Jaime Brihuega
Ouka Leele, en la trinchera de la imaginación
Bárbara Allende se resistía a ser recordada sólo como una artista de la movida
Bárbara Allende se resistía siempre a ser presentada como un trozo de historia encapsulado en determinados clisés mediáticos. Sobre todo en aquellos que tienen que ver con esa imagen de inmadurez impenitente, hoy ya vieja y amarillenta, que caracterizó el clima epocal de los ochenta y que todavía trufa densamente la memoria colectiva.
Cuando en 2006 comisarié la exposición de sus obras en el edificio de Antonio Palacios de Alcalá 31, el recorrido antológico por la obra de Ouka Leele que teníamos como objetivo sugería un extraño, intenso y a la vez melancólico «Pasaje» a través del tiempo.

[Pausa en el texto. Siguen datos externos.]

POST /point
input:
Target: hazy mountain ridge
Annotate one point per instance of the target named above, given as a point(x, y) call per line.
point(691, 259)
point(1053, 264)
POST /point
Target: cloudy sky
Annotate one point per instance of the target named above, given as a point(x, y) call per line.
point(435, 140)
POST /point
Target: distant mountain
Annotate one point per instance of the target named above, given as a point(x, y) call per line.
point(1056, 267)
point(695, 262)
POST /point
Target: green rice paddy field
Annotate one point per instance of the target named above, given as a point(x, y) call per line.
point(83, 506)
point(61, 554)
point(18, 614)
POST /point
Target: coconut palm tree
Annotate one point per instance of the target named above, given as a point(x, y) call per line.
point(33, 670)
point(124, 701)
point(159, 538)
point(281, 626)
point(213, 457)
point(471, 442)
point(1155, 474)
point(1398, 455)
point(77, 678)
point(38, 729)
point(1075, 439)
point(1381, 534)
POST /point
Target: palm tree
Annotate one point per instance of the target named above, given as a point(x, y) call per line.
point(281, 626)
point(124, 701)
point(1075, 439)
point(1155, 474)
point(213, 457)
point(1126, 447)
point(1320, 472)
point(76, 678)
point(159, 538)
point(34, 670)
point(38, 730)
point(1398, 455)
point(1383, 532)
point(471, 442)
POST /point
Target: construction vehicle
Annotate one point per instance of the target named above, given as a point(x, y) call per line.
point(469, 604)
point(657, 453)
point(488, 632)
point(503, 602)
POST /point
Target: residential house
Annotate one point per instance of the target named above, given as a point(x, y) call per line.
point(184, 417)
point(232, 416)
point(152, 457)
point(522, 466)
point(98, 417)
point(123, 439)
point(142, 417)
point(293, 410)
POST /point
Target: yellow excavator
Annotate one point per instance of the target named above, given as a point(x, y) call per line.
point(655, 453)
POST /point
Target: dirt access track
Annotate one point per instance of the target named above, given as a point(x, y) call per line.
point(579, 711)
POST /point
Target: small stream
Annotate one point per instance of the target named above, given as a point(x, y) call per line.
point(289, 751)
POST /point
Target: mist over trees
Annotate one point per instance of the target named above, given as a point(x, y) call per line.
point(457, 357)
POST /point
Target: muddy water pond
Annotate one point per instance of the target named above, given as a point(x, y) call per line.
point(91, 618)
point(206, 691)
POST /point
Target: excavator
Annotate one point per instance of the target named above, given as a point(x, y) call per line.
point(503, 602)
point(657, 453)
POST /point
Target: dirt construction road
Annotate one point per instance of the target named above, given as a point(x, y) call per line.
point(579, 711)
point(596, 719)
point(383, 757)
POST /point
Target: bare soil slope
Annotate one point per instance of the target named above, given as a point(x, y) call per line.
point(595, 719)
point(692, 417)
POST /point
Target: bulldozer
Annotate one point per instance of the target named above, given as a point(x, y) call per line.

El atravesamiento de ese cuarto de siglo que se agolpaba, todavía apretujadamente, en la recámara de nuestros pensamientos. Un paseo que, a su vez, era consciente de la memoria acumulada en la Edad Contemporánea y la representa a través de alegorías, así como se plantea también la crisis en que esta memoria empezó a sumergirse, precisamente, en los años en que Bárbara Allende vio la luz como artista.
Porque cuando el simulacro mundano que tiene lugar en la calle se transforma en un parque temático de la vida, ciertas imágenes (esas otras que constituirían el enorme resto del mundo) tienen que atrincherarse en la imaginación o tender a edificarse sobre los cimientos, más o menos fuertes, más o menos debilitados, de la memoria.
Así, las obras artísticas de Ouka Leele permitían construir la complejidad del mundo desde la solitaria condición de incógnito de que siempre goza la intimidad del que mira, que ahora es también el que piensa y recuerda. Tal vez esa imagen del mundo ya no sirva de patrimonio colectivo para el imaginario. Al menos sí para el recuerdo de una artista única.